Foi a dificuldade para a
meditação que
permitiu ao filósofo descobrir as incoerências
e as inconsistências do descontínuo
temporal. Por isto, procurou demonstrar que, reduzindo os tempos lineares a
tempos instantâneos, a única qualidade evidente, completa e eficaz seria a qualidade espiritual, captada pela
intuição. "O tempo espiritual
não seria uma simples abstração do tempo vital"137, seria a própria origem do tempo
vital. Valendo-se de um novo raciocínio transmutativo, depois do repouso
fervilhante, chega-se à conscientização desse tempo instantâneo. Esse tempo
instantâneo se liga ao vital pelas aquisições espirituais, já conceituadas,
obtidas antes do repouso ativo; mas também surge revigorado, graças à nova
formalização do novamente intuído e que se encontra à deriva, fora do plano
vital. O tempo do pensamento (instantes de tempo) é portanto superior ao tempo
vital, porque, por meio dele, há como comandar o repouso e a ação, além de ser
pelo pensamento que nascem as atitudes que revolucionam o mundo. Mas só a intuição do espiritual permite ver as
inconsistências do vital e do mental, dentro de um conjunto coerente.
O tempo espiritual atua em seu próprio plano instantâneo, mas, como ele
compõe os tempos vital e mental, a ação dele, num instante, se reflete nos
outros planos temporais, atuando profundamente nesses mesmos planos, que não
são os de seu próprio transcurso. O reflexo desse mundo espiritual, que só a intuição capta, pode ficar só
dentro de seu próprio plano ou dentro do plano das idéias abstratas, ou se
encaminhar para um plano mais exterior, que é o físico, que envolve os planos
emocional e mental. Assim, o Tempo tem várias dimensões, várias espessuras,
porque essas dimensões e espessuras tem de ver com os inúmeros aspectos do
Universo.
O aspecto contínuo (tempo absoluto físico) existe no plano
externo-físico, mas é, na verdade, a soma de muitos tempos independentes.
Assim, há lacunas que podem ser ou não percebidas e só serão captadas por um
raciocínio argumentador. Esse raciocínio, a cada instante, sofre modificações,
porque não se submete aos pensamentos já definidos.

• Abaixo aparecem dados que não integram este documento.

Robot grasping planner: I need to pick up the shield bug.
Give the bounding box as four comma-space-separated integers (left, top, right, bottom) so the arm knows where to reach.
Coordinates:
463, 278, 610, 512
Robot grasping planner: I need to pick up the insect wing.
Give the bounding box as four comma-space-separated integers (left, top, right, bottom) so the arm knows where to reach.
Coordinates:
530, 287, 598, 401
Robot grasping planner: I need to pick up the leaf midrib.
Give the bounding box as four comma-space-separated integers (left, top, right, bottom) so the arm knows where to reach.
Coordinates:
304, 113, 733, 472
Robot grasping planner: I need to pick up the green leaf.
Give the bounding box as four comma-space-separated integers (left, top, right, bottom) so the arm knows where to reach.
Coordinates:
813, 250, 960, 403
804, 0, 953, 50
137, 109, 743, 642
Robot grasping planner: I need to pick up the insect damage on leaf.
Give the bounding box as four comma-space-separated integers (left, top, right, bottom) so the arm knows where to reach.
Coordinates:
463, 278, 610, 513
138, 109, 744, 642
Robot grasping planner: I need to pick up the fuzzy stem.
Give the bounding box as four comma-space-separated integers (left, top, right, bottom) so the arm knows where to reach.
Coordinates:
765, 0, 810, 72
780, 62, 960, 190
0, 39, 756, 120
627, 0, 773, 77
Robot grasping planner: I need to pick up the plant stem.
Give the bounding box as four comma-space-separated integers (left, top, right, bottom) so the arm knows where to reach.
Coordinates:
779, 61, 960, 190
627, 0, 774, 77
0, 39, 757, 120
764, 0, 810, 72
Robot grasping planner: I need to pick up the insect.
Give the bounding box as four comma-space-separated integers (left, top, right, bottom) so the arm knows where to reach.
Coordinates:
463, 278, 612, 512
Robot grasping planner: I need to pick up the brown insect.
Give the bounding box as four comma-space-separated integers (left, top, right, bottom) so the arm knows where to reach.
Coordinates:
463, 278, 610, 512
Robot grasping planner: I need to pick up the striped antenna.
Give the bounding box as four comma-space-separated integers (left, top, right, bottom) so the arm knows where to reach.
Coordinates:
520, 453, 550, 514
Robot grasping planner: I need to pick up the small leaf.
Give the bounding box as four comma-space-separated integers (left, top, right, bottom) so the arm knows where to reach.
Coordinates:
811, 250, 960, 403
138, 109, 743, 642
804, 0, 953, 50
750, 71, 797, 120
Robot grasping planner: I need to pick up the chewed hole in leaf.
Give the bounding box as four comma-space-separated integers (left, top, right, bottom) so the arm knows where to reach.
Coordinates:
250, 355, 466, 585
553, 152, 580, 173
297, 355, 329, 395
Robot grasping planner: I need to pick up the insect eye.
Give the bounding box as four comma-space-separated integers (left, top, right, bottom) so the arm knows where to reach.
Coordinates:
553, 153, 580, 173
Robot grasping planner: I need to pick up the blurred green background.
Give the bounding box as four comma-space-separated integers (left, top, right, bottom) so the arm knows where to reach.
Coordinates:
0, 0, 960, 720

As novas idéias surgem
impulsionadas pelos questionamentos do repouso fervilhante, que são respondidos
no mesmo instante pela intuição, de acordo com a qualidade do questionamento.
Ainda no plano do transcurso das coisas (plano vital), desenvolve-se a
relatividade física (tempo da física), que, apesar do pluralismo temporal,
ainda "aceita a continuidade como característica evidente"138. Esse pluralismo é
muito diferente do que existe nas coincidências espirituais. No plano do
transcurso das coisas, há a necessidade do preenchimento das lacunas do tempo,
algo não necessário no plano do espírito. Alguns privilegiados, apesar de
viverem no plano físico, necessitam de uma expansão racional, de um
aprofundamento que os leve ao cogito(3), no qual se individualizam.
Este cogito é o invólucro da inteligência pura, no qual se originam as idéias
elevadas e singulares.
Quando Bachelard aborda a temática do sonho, dialetizando a duração, e
diz que, por intermédio dos sonhos, "é possível distinguir as influências
dos tempos superpostos" e que inclusive "sonhar é desengrenar os
tempos superpostos"139, penso que a coordenação ou não da sincronicidade dos eventos vai
depender da criatividade mental de cada um. O tempo, no sonho do amanhecer,
passa a ser totalmente o tempo vertical (suspenso entre o antes e o depois),
algo que independe do passado e não se preocupa com o futuro. Os tempos
superpostos, até o cogito(3), de qualquer maneira, só existem no
plano da realidade, portanto são vitais, dependentes também da capacidade de
organização da pessoa. O tempo espiritual (cogito(4)), tempo
completamente lacunar, se encontra fora da linha vital e é de difícil acesso,
segundo Bachelard. Por isto, posso reafirmar: os tempos do pensamento (cogitos
dois e três) fazem parte também da realidade.